2014年12月21日

Napoleon – Another of Churchill's blind spots – the romantic worship of so-called 'Great Men'

Churchill had a few blind spots. Rhodes-James in his excellent book on Churchill's 'failures', highlights some of the problems with Churchill. Respecting and appreciating Churchill is not the same as veneration. Rhodes outlines the great man's failures – most of them due to defects in personality and psychology, and a too intense romanticism, which obscured common-sense and good judgement. Churchill's noisy critics, a rather shrill, excessive and mean lot; were right in their core critique of the British lion. Churchill was indeed unsteady, unpredictable, and prone to severe errors of judgement and muddified thinking.

A clear case of Churchillian romanticism and misguided ideals was the creation of the United Nations. While the original intent of the organization in the post-war world, was lofty and elevated, the mutation of the utopian charter into the current mor[censored] of corruption, fraud, anti-Western sentiment and Marxist madness was all too easy to forecast even in 1946. The UN is now a force if not of evil; at least of irrationality and anti-civilizational mores. It needs to be dissolved.

Another example of Churchill's defective thinking is on Napoleon. In a recent issue of Finest Hour Magazine, there is an article on Winston's obsession with Napoleon veneration. It is written by Mr. Packwood of the Churchill archives centre. He tries to defend Churchill's preoccupation with one of Europe's most atrocious manifestations of despotism. There is however no defence of admiration for Napoleon. Anyone who prays at that altar suffers from serious issues of judgement and perspective.

As Packwood relates Churchill kept a bust of the mad Emperor on his desk. Churchill dismissed Wellington as inferior [certainly a remarkably nescient claim], and aspired it would appear, to imitate in part his great hero, the butcher of Europe. Churchill defended Napoleon claiming that he was not another Hitler, and a man of 'greatness'. But what greatness did Napoleon effect ? 10 million dead. The treasures of Europe plundered for his and his family's benefit. Retarding European development by 30 years thanks to war and wealth destruction. The erection of a despotism and centralized control. So much for the 'values' of the French Revolution.
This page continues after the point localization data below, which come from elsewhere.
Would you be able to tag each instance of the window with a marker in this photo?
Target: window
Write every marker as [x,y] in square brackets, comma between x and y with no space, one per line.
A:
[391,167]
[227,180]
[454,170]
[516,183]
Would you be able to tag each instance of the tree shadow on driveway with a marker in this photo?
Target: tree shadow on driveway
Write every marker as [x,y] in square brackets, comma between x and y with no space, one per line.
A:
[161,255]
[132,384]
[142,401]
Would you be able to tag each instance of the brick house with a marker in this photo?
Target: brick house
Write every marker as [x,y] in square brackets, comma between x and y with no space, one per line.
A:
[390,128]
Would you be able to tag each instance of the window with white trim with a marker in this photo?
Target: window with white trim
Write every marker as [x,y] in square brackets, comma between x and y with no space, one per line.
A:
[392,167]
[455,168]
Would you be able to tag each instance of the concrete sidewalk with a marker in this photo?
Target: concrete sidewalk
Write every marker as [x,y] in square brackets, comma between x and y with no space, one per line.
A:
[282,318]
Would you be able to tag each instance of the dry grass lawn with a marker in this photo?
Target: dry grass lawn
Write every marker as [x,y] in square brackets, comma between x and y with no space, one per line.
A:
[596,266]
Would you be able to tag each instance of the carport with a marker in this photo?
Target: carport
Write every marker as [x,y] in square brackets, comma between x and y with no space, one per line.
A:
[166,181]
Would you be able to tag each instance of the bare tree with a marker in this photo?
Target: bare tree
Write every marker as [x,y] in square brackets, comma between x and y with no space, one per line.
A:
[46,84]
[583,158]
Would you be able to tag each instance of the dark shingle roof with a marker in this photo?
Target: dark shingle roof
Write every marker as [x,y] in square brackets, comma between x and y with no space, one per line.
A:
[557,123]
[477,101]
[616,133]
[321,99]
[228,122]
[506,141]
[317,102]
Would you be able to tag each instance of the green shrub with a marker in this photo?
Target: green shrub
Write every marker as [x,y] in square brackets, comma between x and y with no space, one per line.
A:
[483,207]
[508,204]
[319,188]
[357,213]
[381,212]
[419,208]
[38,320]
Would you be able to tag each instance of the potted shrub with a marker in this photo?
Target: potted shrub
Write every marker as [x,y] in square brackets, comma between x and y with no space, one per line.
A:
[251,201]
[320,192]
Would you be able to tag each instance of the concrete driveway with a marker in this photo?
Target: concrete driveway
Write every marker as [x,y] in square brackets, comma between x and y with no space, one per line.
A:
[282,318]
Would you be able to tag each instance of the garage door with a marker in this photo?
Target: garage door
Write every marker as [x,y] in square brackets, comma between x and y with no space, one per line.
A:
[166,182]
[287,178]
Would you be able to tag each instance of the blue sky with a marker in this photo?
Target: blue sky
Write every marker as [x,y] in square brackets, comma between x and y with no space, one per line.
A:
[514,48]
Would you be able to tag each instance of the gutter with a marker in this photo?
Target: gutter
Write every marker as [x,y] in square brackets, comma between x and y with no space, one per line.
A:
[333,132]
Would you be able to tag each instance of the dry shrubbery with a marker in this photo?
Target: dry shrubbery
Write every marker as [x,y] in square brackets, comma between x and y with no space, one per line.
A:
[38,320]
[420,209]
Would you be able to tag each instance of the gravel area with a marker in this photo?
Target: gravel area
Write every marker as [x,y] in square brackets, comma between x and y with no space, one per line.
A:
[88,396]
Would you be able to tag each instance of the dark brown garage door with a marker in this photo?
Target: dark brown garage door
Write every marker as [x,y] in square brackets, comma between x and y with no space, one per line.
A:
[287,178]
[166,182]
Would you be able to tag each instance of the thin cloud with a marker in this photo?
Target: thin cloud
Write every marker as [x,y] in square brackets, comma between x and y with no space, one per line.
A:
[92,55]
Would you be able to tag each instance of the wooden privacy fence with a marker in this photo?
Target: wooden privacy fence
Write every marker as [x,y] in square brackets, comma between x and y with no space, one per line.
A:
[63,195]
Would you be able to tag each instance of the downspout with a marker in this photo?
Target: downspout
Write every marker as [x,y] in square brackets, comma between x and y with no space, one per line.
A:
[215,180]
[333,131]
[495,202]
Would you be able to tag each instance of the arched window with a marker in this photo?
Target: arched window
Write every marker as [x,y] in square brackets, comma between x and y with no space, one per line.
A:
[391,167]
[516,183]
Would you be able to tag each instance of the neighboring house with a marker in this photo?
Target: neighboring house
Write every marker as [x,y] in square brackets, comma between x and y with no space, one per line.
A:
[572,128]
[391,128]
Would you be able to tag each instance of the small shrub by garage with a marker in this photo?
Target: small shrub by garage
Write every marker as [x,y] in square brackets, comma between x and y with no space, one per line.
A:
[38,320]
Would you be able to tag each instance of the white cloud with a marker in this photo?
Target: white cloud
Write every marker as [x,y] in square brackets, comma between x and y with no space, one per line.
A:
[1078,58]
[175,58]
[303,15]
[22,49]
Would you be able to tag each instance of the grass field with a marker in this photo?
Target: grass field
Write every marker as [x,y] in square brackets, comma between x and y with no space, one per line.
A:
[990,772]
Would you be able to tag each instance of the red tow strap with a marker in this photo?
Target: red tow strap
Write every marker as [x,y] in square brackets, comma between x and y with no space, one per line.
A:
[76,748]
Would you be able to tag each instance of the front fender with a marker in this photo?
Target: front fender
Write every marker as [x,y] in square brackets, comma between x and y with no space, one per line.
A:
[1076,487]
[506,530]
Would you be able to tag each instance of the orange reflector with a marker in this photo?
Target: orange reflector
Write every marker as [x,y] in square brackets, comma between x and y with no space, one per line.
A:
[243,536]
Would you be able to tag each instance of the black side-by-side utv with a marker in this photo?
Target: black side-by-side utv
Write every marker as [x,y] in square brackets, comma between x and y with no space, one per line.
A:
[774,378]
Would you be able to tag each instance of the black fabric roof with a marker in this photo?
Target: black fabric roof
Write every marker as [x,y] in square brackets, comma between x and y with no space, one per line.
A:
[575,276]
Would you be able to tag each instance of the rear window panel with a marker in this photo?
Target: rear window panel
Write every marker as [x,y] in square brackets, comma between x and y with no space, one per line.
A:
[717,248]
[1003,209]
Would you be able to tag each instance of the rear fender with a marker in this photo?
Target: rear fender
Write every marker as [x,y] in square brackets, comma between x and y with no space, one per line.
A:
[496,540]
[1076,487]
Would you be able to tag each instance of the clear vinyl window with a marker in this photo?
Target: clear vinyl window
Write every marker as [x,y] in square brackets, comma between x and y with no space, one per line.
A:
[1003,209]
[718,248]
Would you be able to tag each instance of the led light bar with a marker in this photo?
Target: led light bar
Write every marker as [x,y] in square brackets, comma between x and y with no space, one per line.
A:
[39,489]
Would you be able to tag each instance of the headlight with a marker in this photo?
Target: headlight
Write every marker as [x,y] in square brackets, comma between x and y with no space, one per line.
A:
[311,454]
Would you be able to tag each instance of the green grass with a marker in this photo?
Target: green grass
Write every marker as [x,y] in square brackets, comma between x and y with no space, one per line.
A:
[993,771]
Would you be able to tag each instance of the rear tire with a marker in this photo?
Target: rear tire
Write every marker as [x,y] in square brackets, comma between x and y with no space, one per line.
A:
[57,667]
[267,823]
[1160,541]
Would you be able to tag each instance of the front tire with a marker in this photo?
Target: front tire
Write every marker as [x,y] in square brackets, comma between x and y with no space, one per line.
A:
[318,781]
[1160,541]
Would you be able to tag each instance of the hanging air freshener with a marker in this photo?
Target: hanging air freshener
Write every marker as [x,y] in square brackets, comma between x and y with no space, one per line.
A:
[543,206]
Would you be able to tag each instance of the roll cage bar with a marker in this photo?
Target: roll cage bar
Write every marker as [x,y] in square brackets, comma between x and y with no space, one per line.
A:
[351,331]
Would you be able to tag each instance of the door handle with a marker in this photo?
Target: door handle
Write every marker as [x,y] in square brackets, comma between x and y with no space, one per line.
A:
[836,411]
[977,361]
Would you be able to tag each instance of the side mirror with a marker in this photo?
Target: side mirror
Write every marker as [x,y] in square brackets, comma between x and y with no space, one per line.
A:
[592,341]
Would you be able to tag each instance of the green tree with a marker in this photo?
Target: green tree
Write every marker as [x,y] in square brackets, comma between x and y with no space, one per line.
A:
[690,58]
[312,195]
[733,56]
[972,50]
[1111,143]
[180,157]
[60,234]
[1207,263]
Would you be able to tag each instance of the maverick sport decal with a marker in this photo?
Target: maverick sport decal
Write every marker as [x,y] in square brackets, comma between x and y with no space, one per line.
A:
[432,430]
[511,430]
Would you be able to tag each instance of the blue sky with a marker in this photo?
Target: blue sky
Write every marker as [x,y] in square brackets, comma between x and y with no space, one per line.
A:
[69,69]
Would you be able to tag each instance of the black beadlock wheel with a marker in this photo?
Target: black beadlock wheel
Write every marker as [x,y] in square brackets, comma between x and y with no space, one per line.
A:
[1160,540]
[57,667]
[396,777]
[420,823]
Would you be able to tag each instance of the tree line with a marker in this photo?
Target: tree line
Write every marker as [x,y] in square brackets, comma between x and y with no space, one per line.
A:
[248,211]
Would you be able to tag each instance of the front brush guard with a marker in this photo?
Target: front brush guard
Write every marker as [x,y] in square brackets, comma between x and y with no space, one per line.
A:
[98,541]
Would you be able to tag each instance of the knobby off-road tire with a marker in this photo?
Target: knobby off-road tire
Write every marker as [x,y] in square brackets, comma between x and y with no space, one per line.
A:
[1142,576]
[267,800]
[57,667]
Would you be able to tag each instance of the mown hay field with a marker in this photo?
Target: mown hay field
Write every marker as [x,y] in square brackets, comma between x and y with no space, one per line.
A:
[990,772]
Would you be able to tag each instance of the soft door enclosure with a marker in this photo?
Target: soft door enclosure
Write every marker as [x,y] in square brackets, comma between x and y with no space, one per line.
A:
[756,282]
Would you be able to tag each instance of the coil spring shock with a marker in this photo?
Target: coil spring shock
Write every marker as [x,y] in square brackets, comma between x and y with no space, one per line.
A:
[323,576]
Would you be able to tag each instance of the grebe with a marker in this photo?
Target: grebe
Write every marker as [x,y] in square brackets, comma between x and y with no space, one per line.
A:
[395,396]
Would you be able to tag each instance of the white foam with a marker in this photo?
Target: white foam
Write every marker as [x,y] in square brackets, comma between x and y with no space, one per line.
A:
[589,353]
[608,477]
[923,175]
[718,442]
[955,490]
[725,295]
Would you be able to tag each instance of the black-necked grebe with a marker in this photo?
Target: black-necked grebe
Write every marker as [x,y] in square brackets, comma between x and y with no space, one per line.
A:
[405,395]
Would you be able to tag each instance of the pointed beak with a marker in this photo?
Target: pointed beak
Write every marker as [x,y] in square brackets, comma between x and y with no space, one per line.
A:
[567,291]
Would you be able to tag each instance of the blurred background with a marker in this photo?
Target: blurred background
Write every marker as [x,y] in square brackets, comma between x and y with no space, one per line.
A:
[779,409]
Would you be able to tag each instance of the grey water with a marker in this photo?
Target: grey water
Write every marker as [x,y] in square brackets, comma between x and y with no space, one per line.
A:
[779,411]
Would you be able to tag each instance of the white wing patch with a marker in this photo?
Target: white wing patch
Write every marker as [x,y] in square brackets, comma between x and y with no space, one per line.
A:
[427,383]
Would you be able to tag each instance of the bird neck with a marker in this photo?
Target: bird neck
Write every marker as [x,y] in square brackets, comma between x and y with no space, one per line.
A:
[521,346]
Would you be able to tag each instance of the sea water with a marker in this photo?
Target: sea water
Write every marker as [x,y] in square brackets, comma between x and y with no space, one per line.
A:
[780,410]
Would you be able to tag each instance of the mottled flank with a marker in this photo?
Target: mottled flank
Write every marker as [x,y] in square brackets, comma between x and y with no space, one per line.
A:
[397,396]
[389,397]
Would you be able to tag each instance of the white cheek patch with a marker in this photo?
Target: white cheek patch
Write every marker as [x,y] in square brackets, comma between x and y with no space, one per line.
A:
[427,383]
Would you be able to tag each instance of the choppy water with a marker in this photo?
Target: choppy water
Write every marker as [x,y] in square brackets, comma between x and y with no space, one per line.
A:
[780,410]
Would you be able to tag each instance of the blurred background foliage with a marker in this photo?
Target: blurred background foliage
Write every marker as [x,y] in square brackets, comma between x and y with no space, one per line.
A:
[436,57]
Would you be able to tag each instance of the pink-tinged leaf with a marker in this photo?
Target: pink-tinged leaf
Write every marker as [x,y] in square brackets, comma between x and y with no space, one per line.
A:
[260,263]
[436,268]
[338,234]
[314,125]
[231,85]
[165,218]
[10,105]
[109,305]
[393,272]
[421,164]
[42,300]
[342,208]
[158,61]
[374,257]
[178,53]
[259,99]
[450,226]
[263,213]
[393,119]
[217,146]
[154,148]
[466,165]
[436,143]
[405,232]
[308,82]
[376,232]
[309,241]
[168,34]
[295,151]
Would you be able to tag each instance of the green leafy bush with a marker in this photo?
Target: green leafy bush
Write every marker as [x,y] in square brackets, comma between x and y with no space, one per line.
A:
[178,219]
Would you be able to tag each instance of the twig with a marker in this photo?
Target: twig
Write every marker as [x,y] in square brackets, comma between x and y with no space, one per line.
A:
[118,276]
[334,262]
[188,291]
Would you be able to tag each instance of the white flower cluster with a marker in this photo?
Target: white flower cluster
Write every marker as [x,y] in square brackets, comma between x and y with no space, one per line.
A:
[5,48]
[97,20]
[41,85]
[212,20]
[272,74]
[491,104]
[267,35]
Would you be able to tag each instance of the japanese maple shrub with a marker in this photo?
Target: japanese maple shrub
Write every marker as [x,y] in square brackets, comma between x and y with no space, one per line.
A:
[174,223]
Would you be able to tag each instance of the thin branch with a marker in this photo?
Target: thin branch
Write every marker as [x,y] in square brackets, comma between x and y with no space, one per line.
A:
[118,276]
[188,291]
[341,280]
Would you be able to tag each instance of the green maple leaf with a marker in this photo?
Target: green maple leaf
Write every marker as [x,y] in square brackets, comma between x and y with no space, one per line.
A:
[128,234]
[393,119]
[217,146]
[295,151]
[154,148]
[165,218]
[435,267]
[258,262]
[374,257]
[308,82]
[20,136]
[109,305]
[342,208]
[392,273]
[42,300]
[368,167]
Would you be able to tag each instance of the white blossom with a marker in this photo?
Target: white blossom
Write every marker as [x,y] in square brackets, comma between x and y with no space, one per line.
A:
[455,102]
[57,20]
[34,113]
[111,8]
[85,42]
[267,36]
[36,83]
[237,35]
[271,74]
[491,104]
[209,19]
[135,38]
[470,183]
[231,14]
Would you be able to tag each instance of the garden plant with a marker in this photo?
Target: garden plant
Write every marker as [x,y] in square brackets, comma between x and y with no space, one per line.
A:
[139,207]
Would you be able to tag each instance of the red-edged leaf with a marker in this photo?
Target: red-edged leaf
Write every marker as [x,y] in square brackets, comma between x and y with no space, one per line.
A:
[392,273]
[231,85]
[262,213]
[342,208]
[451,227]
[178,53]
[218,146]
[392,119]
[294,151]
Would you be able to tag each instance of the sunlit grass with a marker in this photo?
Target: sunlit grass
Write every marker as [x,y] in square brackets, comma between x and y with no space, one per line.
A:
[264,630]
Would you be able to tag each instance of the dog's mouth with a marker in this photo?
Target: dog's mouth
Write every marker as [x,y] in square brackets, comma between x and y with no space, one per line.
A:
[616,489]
Packwood quotes Paul Johnson on the real historical legacy of Hitler's precursor [sans the Jew hate]:

"The First World War itself was total warfare of the type Bonaparte's methods adumbrated, and in the political anarchy that emerged from it, a new brand of ideological dictator took Bonaparte's methods of government as a model, first in Russia, then in Italy, and finally in Germany, with many smaller countries following suit. The totalitarian state of the 20th century was the ultimate progeny of the Napoleonic reality and myth."

Indeed. All true. Totalitarianism was Bonapartism. Apparently Churchill stood for democracy, freedom, a division of powers and civilization. There is no defence for his love for the mad Corsican, a man who like Lenin and Hitler undoubtedly suffered from mental derangement and extreme psycho-pathological illness. It is another example of Churchill's lack of judgement, perspective, and application of intelligence that he venerated such a blood-soaked criminal thug as Napoleon. He should have known better.